Sono state 700 le lettere di diffida, una per ogni singolo dipendente, inviate dai sindacati che, in assenza di risposta, si preparano a proclamare lo stato di agitazione. Stato che “non abbiamo dichiarato prima – afferma Filippo Mascina di Fabi – in quanto è nostro compito tentare tutti gli interventi possibili al tavolo della trattativa”, procedura sindacale da seguire obbligatoriamente.

I dipendenti che iniziano ad affollare la sala

E il tavolo di trattativa, allo stato attuale delle cose, sembra non esserci, anche perché Carife ribatte con l’epiteto di “dilettanti” l’azione dei sindacati, in merito alla convocazione dell’assemblea del personale a fine mese. A questo, si aggiunge “l’atteggiamento generale dell’azienda – prosegue Cavallini – che ci dà informazioni a spizzichi e bocconi, che ogni tanto fa sembrare che si tratti di una cessione quando invece è negoziazione, che non risponde alle lettere o fa finta di non aver ricevuto”.

Senza la negoziazione di una continuità dei contratti integrativi, a partire dal mese di aprile i trattamenti economici diventeranno quelli del contratto nazionale di lavoro, che vedrebbe scomparire – o modificare profondamente – diversi elementi, come l’indennità di rappresentanza, l’indennità di disagio, il contributo ai figli portatori di handicap (che a seconda del carico fiscale va dai 1033 ai 1550 euro l’anno), la misura dei buoni pasto, che passerebbe al valore di 1,81 euro, e l’indennità di cassa, il cui valore si dimezzerebbe. Resterebbe invece la polizza sanitaria, ma con la nuova compagnia UniSalute , l’attuale compagnia che assicura trattamenti ai dipendenti Bper, con cui l’accordo è in via di perfezionamento.

Una perdita, per le tasche dei dipendenti ‘sopravvissuti’, quantificata dai mille agli 8mila euro annui, a seconda dell’anzianità. Inevitabile, quindi, che i circa 300 dipendenti presenti in assemblea abbiano approvato a totale maggioranza (3 astenuti, ndr) la possibile proclamazione dello stato di agitazione in caso di mancanza di apertura al dialogo da parte dell’azienda. Si respira aria di sciopero in quello che rimane di casa Carife, e i motivi sono riassunti da Antonella Losenno della Uil all’uscita dal cinema Apollo.

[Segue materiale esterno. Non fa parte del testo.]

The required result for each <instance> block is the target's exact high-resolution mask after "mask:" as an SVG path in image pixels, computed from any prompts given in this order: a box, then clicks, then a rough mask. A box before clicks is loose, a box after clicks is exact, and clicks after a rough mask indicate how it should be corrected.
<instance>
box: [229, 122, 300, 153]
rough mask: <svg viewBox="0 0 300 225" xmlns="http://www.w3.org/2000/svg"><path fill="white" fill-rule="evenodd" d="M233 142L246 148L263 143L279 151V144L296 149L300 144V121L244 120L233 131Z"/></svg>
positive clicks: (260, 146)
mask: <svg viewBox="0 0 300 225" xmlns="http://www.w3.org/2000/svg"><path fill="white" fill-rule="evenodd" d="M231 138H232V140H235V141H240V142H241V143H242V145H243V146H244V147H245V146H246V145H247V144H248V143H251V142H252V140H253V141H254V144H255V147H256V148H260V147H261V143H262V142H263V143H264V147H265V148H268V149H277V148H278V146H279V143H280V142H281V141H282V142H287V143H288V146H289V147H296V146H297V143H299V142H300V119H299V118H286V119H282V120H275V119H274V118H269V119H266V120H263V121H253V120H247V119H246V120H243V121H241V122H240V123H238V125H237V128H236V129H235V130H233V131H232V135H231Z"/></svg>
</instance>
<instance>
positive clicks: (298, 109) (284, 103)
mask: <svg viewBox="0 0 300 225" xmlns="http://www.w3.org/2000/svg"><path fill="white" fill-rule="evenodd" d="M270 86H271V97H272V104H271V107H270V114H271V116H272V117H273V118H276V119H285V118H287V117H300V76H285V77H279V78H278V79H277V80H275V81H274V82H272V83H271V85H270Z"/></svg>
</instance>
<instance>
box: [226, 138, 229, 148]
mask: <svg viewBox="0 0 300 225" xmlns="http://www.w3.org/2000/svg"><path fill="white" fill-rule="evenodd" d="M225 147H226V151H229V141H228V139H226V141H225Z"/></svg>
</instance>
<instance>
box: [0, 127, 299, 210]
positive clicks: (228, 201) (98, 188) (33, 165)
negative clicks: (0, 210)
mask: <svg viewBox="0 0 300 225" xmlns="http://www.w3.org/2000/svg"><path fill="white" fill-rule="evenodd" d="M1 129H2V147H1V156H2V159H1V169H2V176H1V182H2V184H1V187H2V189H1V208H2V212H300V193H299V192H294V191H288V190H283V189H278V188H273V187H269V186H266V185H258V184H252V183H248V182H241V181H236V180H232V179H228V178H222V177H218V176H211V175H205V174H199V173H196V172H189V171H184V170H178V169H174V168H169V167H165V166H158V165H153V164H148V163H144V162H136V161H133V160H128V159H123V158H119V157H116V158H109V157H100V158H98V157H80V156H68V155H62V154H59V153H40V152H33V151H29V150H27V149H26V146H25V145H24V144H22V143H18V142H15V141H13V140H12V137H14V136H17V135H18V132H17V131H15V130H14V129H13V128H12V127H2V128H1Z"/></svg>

“Non è un buon modo per accompagnare la fusione, ci fanno partire con un handicap di carattere negoziale – commenta amareggiata la sindacalista -. Normalmente ci sarebbe un processo di armonizzazione contrattuale, invece ci fanno andare in un’altra realtà spogliati di ogni diritto raggiunto negli anni passati.  Per noi era chiaro, come sottoscritto nell’accordo del 31 dicembre, che alcuni elementi fissi della retribuzione non potevano essere toccati. E loro hanno modificato queste voci, non oggetto di trattativa, con un atto unilaterale di gennaio che decorrerà ad aprile”.

Se i ‘loro’ sono additati in maniera vaga c’è un motivo: “Il nostro tavolo di controparte si nasconde nell’impossibilità di prendere decisioni perché afferma che spetti alla subentrante, allo stesso modo la subentrante dice di non poter intervenire perché spetta alla controparte – nota Losenno -. Ci troviamo di fronte a un interlocutore sfuggente che porta avanti un disegno prestabilito. Anche i colleghi che rimangono dovranno affrontare dei sacrifici, con tutto il peso di uno zainetto di riduzione del reddito consolidato ormai da anni”.